Whistleblowers and confidentiality breaches: is freedom of expression a defence?

Yes, in some cases, the European Court of Human Rights has ruled. In Halet v Luxembourg, the Court overturned an employee whistleblower’s criminal conviction for confidentiality leaks to the press, concluding that the conviction breached his right to freedom of expression under Article 10 of the Convention. For employers who are busy adapting to EU whistleblowing rules, it is a timely reminder of the human rights dimension of whistleblowing claims and the need for processes to manage the risks. 

Article 10 and its relevance to whistleblowing

Whistleblowers who divulge their employer’s confidential information when raising concerns may argue that they are exercising their Article 10 right to freedom of expression. However, this right to speak freely can be overridden – for example, by legal restrictions protecting an employer’s confidential information. National courts, which must take Article 10 into account when deciding cases, will need to conduct a so-called “balancing test” to determine whose interest prevails.

Whistleblower conviction breached Article 10

Halet leaked confidential documents to the press concerning highly favourable tax arrangements that his employer, PwC, had agreed with the Luxembourg tax authorities for its multinational clients.

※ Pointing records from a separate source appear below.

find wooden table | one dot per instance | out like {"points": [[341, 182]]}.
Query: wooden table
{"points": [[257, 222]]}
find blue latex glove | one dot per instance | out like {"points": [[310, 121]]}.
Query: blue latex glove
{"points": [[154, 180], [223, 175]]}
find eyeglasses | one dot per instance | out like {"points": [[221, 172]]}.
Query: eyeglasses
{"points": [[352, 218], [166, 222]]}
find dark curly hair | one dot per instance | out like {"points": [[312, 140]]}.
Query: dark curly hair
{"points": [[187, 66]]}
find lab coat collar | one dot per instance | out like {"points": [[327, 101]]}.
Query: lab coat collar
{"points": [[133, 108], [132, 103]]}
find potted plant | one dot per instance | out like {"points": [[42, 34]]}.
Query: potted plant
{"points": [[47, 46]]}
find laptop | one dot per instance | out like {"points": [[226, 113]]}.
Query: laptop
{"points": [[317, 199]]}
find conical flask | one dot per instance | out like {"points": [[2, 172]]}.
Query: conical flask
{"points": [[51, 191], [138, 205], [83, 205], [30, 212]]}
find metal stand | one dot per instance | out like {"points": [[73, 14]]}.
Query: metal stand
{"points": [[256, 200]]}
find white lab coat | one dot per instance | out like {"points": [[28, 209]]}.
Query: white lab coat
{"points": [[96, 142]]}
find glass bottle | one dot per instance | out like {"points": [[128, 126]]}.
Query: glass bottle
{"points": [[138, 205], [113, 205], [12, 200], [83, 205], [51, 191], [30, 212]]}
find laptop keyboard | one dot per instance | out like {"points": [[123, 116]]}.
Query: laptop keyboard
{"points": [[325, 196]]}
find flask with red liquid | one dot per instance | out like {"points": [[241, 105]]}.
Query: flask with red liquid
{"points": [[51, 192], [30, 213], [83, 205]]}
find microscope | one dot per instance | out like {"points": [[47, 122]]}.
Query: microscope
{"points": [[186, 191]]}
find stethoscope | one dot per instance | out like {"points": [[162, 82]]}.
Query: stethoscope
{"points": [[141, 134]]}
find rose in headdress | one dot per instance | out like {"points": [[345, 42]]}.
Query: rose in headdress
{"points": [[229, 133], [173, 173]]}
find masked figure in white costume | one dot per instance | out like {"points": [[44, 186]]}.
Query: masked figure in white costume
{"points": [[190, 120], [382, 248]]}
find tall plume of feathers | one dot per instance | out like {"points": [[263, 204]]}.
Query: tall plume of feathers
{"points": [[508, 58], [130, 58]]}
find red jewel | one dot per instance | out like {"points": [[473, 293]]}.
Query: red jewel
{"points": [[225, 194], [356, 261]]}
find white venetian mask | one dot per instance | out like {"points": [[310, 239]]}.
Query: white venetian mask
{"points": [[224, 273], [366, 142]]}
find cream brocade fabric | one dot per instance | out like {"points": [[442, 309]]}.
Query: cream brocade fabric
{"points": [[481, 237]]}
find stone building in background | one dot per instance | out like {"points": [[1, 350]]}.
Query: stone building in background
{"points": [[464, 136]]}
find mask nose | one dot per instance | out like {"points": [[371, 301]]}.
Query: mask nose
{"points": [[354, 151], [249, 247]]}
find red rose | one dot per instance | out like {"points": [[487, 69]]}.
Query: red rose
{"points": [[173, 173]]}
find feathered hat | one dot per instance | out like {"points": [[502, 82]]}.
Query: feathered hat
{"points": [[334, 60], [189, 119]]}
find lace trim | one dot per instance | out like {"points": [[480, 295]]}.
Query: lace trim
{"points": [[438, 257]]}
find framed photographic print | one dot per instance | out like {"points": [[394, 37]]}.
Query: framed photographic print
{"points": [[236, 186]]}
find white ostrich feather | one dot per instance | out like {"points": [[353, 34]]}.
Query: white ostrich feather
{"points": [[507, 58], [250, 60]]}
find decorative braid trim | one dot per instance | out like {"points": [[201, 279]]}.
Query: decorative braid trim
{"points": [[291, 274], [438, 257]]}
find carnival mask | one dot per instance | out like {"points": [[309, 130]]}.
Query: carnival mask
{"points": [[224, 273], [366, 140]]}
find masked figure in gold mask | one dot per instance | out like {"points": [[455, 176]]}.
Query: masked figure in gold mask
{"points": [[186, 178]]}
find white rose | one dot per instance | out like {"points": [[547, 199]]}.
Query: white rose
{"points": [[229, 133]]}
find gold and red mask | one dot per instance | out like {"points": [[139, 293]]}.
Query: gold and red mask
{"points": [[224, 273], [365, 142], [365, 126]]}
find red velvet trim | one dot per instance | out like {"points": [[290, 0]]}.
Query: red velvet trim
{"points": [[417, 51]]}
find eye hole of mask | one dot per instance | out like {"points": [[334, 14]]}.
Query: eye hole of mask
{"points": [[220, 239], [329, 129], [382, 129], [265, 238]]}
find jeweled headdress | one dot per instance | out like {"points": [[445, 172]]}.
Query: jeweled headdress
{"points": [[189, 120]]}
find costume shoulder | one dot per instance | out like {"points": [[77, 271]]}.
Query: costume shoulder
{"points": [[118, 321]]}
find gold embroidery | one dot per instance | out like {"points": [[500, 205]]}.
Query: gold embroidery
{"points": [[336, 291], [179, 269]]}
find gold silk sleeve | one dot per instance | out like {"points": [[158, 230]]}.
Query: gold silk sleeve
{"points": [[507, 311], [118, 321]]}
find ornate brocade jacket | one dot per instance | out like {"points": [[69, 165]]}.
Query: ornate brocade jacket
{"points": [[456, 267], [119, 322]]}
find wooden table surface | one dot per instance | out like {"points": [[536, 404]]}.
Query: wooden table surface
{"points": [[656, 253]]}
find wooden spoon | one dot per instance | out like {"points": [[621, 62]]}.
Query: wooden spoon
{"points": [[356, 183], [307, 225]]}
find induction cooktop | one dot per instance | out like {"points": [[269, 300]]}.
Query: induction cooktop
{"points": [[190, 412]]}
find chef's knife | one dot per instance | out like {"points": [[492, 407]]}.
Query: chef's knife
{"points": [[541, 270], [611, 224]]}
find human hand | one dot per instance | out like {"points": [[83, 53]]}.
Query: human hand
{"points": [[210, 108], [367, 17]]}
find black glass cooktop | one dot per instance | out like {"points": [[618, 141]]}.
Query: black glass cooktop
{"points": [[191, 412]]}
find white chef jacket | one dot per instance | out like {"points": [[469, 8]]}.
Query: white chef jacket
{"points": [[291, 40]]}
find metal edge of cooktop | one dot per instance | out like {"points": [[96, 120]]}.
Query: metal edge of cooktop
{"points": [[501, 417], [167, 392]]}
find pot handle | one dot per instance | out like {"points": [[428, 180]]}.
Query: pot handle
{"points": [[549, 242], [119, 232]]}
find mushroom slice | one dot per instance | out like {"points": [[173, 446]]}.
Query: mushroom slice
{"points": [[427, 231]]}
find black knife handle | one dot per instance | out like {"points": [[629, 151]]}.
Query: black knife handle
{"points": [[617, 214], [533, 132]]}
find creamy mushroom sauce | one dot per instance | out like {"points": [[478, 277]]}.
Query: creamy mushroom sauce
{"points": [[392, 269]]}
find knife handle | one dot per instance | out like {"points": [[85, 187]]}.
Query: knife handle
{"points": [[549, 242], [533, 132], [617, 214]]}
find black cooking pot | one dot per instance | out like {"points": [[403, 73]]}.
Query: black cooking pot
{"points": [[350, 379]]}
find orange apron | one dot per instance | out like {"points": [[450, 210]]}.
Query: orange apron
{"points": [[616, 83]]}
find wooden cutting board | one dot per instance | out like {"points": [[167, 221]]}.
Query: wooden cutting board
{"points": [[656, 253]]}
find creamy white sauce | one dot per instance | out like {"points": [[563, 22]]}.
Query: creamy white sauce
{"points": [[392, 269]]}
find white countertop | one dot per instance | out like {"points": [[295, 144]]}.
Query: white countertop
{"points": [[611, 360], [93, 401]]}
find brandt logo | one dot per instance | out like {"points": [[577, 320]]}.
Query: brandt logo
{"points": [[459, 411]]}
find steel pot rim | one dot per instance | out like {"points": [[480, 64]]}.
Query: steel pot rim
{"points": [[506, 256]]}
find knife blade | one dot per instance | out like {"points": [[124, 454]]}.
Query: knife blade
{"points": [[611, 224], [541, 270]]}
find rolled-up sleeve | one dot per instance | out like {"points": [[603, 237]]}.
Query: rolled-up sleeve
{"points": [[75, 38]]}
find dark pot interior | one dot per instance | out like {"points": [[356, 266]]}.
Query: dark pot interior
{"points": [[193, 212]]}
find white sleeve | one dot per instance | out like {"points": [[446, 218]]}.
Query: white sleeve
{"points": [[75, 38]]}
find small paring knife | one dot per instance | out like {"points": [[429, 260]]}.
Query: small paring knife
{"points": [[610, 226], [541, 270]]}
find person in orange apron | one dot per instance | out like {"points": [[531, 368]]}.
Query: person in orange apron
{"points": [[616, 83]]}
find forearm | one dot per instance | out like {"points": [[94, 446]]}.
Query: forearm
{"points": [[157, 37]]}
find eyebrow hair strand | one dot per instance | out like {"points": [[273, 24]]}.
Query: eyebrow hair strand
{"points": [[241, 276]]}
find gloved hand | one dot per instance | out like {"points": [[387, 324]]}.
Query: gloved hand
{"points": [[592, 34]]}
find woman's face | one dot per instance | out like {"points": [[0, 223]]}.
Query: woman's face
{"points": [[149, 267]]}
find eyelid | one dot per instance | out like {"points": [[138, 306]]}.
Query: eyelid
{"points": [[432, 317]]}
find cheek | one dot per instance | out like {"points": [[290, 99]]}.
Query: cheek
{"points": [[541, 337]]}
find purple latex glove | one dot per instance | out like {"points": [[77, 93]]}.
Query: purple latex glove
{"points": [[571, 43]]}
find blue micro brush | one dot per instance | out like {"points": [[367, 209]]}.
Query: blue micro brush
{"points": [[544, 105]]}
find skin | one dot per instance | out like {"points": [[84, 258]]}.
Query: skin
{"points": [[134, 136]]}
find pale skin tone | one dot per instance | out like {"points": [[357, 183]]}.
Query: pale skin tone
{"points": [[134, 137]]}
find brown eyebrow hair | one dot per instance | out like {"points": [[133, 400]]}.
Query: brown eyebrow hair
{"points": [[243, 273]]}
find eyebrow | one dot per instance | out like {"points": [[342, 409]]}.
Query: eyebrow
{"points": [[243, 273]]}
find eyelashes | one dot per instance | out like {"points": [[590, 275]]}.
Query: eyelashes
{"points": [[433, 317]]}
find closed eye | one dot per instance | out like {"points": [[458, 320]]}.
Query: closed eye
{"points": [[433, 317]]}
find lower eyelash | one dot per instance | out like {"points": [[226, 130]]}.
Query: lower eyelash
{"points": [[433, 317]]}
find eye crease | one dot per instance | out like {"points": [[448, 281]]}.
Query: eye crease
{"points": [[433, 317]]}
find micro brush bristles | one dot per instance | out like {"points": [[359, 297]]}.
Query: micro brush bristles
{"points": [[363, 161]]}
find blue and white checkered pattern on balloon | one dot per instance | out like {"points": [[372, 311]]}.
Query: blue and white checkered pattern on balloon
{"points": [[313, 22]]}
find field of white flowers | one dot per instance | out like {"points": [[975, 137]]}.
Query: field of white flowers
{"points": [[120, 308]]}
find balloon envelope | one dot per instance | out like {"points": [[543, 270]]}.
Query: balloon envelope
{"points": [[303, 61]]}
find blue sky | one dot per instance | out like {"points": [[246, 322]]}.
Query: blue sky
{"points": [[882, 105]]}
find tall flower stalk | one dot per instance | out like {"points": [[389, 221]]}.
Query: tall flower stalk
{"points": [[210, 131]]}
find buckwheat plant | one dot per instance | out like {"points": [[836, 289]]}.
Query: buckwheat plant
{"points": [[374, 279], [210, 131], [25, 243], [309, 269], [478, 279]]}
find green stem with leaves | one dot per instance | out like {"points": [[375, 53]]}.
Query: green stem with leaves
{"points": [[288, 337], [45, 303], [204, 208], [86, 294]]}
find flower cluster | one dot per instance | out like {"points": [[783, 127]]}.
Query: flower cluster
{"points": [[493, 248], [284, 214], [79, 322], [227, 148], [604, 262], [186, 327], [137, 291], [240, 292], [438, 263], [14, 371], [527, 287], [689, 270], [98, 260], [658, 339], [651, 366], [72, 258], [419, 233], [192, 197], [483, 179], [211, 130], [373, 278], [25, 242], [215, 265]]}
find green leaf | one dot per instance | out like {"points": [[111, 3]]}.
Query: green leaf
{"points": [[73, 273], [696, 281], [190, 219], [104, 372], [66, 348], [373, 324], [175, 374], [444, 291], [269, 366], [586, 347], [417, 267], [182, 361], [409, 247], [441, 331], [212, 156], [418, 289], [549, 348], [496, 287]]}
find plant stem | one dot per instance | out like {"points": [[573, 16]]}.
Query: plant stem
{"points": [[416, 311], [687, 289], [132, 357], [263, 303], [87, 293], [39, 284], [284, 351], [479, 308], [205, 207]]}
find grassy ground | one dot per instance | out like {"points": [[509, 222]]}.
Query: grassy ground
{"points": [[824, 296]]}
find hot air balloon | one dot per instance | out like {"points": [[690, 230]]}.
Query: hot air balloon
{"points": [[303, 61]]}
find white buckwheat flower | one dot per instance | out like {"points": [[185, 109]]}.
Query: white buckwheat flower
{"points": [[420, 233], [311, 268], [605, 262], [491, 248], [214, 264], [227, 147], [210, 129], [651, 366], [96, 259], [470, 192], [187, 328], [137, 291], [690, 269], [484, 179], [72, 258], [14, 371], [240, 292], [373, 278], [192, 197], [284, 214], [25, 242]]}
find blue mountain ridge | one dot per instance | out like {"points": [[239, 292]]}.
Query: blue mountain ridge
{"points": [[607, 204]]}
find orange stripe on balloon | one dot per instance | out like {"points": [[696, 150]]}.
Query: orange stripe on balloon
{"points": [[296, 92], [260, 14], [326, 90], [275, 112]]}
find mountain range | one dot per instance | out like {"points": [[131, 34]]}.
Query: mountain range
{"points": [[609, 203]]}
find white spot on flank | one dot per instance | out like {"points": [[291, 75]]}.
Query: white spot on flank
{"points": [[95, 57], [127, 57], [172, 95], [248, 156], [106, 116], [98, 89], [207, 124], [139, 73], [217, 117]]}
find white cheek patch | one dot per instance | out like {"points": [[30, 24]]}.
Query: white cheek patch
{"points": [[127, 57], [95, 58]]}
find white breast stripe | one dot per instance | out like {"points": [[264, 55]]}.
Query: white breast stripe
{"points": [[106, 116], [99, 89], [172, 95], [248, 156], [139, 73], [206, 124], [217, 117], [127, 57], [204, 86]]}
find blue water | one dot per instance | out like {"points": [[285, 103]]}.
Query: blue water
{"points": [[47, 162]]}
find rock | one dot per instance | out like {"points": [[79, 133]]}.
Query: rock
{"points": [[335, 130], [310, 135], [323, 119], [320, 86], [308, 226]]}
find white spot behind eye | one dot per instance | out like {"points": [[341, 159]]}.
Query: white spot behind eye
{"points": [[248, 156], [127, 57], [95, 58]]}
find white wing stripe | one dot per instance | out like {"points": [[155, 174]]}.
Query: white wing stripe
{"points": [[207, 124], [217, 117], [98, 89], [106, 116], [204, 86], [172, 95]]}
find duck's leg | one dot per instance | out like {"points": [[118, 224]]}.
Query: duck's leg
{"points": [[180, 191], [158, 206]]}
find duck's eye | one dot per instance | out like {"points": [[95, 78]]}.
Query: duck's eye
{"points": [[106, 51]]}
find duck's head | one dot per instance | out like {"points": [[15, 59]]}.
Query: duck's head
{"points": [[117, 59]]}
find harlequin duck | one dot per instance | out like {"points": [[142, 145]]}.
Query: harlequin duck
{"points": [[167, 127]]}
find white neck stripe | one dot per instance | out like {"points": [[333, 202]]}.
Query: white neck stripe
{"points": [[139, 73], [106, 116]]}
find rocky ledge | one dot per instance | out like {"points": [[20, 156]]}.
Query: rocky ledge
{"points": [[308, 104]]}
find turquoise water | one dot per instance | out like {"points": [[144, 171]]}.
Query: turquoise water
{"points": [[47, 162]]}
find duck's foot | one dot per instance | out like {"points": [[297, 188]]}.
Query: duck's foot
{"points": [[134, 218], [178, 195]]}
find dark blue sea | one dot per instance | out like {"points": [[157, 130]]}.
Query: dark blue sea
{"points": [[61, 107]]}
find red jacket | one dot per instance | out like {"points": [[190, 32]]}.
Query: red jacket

The documents were among those later published in what became known as the “Luxleaks” affair, which led to a “difficult year” for PwC. Halet was dismissed and convicted in Luxembourg criminal proceedings for breaching commercial and professional secrecy rules. 

After unsuccessfully appealing against his conviction, Halet went to Strasbourg, where the Court has since ruled (overturning a decision of its Lower Chamber) that Article 10 protected him as a whistleblower when he reported tax matters that were of public interest, and that his criminal conviction was a disproportionate interference with his Article 10 right. In the Court’s view, his disclosure made an essential contribution to public debate on tax evasion and optimisation practices in Luxembourg at the time; that benefit outweighed the detrimental effects of the disclosure, including Halet’s theft of data and breach of secrecy rules, and the harm to PwC and its clients. 

Implications for employers

The ruling has been hailed a “big victory” for whistleblowers.  However, employers can be reassured that it is not a green light for workers to say what they want; confidentiality obligations can, and should, still be imposed, provided that they allow workers to blow the whistle as permitted by national law.

Whistleblowers who are disciplined or sued for confidentiality breaches could bring claims for detriment or victimisation under whistleblowing laws. They will, however, face a high bar in mounting an Article 10 defence, as some of the criteria that must be met are stricter than those under the EU Whistleblower Directive or the Public Interest Disclosure Act 1998. This includes a duty to act “in good faith” and “carefully verify”, as far as possible, that the information reported is “accurate and reliable” to minimise any harm to the employer; they must still also overcome the balancing test. In short, while Halet won his case in a unique context, a different whistleblower in a different context could face more of a challenge.